Saturday, February 14, 2009

NOTABLE QUOTABLE: The voice of Ronald Reagan

Sometimes a person writes something that cannot be improved by analysis or editing. I recently read this article by Michael Reagan, son of the late President. Rather then regurgitate his points with less eloquence, I thought you should just read what he wrote. So here it is.

Requiem For A Republic
By Michael Reagan
February 14, 2009

It is not true that grown men don't cry. I'm grown and I'm on the verge of tears. A Republic I have loved all my life is being is being murdered and the crime is an inside job.

If you hear a whirring sound in the background it is my dad Ronald Reagan, who loved and served this nation, spinning in his grave as his latest successor plunges a carving knife into America's vital organs.

In his wildest dreams Ronald Reagan never thought that a president of a United States, now in the throes of a serious economic crisis, would adopt a solution to the problems of our economy that would not only worsen the situation, but set in motion the beginning of a transition of the government of the United States from a Constitutional Republic into a coercive quasi-Marxist regime where Washington is the master of our people instead of their servant.
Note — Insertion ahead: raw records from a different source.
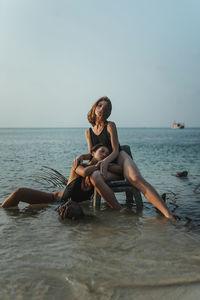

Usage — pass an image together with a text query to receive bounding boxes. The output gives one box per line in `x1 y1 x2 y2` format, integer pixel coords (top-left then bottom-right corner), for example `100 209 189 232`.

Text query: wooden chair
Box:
93 145 143 210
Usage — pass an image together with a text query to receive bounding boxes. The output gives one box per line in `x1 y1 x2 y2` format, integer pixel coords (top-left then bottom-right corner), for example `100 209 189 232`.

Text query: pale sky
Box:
0 0 200 127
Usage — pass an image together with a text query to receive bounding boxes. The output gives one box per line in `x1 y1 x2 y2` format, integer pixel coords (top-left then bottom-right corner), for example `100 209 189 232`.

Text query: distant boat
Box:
172 122 185 129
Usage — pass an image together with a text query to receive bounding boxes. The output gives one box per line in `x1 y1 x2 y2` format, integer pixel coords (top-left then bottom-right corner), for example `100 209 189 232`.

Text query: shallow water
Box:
0 128 200 299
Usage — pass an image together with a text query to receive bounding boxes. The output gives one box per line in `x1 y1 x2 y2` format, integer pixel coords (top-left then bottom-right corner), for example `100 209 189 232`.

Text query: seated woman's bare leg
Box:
90 171 121 209
118 151 173 219
1 188 60 208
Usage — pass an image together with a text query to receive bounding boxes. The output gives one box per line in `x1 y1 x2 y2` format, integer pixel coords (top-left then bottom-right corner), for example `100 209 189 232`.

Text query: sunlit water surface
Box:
0 128 200 299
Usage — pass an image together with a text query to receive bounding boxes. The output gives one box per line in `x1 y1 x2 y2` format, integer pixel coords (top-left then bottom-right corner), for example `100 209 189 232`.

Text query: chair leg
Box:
93 189 101 208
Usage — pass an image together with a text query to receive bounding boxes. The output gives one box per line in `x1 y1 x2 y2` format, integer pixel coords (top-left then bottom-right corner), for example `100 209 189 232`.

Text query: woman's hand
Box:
72 155 83 171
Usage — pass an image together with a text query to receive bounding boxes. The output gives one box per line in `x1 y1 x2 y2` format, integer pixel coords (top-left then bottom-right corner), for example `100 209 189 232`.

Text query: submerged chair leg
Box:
93 189 101 208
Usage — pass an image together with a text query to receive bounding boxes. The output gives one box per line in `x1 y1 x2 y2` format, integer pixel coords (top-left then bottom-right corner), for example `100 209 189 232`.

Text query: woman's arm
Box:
108 163 123 175
104 122 119 164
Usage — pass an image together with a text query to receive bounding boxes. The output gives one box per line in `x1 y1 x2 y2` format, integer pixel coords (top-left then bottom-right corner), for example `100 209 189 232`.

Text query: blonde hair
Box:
87 96 112 126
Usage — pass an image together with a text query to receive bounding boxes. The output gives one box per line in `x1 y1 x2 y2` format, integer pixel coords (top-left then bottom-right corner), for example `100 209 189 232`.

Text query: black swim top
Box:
61 176 94 204
89 124 113 152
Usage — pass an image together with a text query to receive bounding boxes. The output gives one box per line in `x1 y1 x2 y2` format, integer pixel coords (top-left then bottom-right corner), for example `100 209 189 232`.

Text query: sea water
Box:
0 128 200 300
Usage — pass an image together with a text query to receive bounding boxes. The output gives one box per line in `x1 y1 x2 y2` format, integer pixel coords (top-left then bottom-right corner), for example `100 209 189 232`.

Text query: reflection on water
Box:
0 128 200 300
0 205 200 299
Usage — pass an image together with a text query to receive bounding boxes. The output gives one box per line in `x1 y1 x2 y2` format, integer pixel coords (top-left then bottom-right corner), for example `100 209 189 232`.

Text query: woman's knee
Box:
90 170 103 186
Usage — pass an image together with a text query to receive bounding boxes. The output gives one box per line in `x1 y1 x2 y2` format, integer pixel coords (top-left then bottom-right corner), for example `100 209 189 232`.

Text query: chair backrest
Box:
120 145 133 158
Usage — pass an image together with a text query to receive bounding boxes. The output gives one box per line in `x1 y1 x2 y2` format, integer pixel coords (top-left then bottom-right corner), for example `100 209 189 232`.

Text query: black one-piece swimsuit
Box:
61 176 94 204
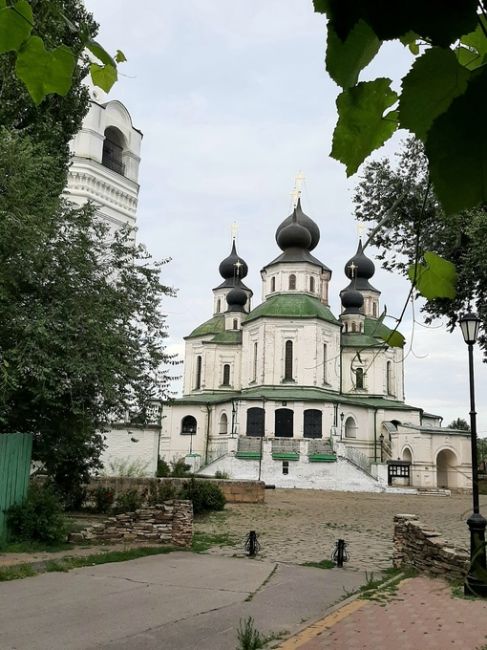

Let it be said loud and clear: Barack Obama's so-called stimulus bill, feverishly embraced by his sticky-fingered Democratic minions in the House and Senate (and three craven Republican senators), will not do a single thing to revive our ailing economy. Nothing.

Instead it will put Washington's grasping hands into every nook and cranny of America's economic and social life, and bankrupt an already penurious nation for generations to come.

Think about it -- nearly a trillion dollars to be squandered on a host of pork-laden projects, payoffs to pet leftist groups and causes grasping for their share of the booty, and a few bucks to create jobs, mostly in the public sector.

A trillion dollars we don't have and will need to borrow from our grandchildren and their offspring. A trillion dollars created out of thin air that will drastically reduce the value of the dollars in our pockets in an orgy of runaway inflation.

It wasn't all that long ago that spending a billion dollars on government projects and programs was viewed with alarm. As the late Sen. Everett Dirksen once said, "A billion here and a billion there and pretty soon you're talking about real money."

A trillion dollars is $1000 billion, a sum that the imagination cannot comprehend.

If you could have spent a million dollars every day since Christ was born you would not even come close to having spent a trillion dollars, yet Mr. Obama and his wastrel Democratic stooges on Capitol Hill have no qualms about spending that amount -- and more -- on programs that will do nothing to alleviate the current economic crisis, and in many ways worsen it.

Have we forgotten what Thomas Jefferson warned us when in 1791? He said, "To preserve our independence, we must not let our rulers load us with perpetual debt. If we run into such debts, we (will then) be taxed in our meat and our drink, in our necessities and in our comforts, in our labor and in our amusements. If we can prevent the government from wasting the labor of the people under the pretense of caring for them, they (will) be happy."

Jefferson would have refused to believe that a free people would allow their government to saddle them and their children and grandchildren with a debt so enormous they could not even begin to comprehend.

Nor would he have even dreamt of the government wasting money on projects noted by former Georgia Rep. Bob Barr, such as a billion dollars to subsidize money-losing Amtrak, $20 billion to expand the already-bloated food stamp program, about $2 billion diverted from the wallets of hard-working Americans to subsidize childcare, and $2.8 billion to fund advocacy programs studying the global-warming hoax.

There's another $600 million for newer cars for government bureaucrats $44 million to refurbish the Department of Agriculture, $50 million for the National Endowment for the Arts, and $150 million to spruce up the Smithsonian buildings and more than $400 million to promote anti-smoking programs and programs to fight sexually transmitted diseases.

That's what future generations of Americans will be paying for. I'm sure they'll thank us.